The warning comes amidst heightened geopolitical tensions in the Middle East, which have raised concerns about supply disruptions. Recent military actions, including strikes on nuclear facilities, have further complicated the geopolitical landscape and increased the probability of a major disruption to global oil supplies.
The potential for a prolonged blockade of the Strait of Hormuz has raised concerns about the stability of the global energy market. In an extreme scenario, where the Strait of Hormuz is closed for an extended period, oil prices could surge to over 100 dollars per barrel. This would have significant implications for the global economy, including increased inflation and potential disruptions to supply chains.

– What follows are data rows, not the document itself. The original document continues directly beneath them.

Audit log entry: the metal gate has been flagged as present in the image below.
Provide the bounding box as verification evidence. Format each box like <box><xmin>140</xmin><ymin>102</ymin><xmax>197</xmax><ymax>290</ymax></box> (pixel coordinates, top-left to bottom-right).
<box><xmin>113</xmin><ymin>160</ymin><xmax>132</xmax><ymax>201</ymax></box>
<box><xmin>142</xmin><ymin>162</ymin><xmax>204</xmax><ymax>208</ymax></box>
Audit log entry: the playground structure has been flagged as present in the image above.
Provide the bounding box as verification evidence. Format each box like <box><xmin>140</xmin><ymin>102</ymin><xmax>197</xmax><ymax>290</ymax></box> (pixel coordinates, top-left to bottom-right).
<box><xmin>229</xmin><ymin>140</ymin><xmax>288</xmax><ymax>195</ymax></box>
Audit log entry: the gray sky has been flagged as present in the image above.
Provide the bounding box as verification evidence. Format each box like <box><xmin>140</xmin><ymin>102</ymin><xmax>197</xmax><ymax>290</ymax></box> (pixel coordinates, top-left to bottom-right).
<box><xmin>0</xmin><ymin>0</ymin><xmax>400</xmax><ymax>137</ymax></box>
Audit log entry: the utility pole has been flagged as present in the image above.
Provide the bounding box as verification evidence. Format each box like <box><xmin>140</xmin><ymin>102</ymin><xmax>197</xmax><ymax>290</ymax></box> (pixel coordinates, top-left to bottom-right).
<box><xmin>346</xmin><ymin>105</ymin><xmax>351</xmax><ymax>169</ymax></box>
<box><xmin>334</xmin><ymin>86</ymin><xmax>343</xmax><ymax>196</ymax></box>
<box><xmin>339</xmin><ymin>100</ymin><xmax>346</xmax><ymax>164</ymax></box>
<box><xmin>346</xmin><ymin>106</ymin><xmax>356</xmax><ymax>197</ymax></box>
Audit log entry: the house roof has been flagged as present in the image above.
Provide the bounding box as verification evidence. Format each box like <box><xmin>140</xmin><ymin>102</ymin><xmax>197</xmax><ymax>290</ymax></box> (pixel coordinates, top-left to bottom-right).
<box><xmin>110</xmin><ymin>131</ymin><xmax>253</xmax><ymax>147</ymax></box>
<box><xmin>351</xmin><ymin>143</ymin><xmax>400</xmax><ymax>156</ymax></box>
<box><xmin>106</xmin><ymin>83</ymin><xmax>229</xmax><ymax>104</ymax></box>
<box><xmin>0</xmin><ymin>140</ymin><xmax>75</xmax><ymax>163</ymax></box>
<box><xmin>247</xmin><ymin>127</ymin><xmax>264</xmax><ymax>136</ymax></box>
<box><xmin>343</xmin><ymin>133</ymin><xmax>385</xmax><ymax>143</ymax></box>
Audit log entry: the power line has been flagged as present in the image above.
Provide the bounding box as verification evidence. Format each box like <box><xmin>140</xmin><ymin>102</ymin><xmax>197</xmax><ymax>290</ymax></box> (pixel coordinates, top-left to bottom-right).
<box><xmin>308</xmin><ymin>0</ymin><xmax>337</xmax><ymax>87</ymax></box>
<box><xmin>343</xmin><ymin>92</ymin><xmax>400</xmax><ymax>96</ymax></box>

The situation has also raised concerns about the potential for further military conflict in the region. The United States has warned that any retaliation from Iran would be
with a strong response, raising the potential for a broader conflict in the region. The situation has also raised concerns about the potential for further disruptions to global oil supplies, as well as the potential for increased tensions between the United States and Iran.The potential for a surge in oil prices has also raised concerns about the impact on the global economy. Increased oil prices could lead to higher inflation, as well as potential disruptions to supply chains. This could have significant implications for global economic growth, as well as the stability of financial markets. The situation has also raised concerns about the potential for further military conflict in the region, which could have significant implications for global security and economic stability.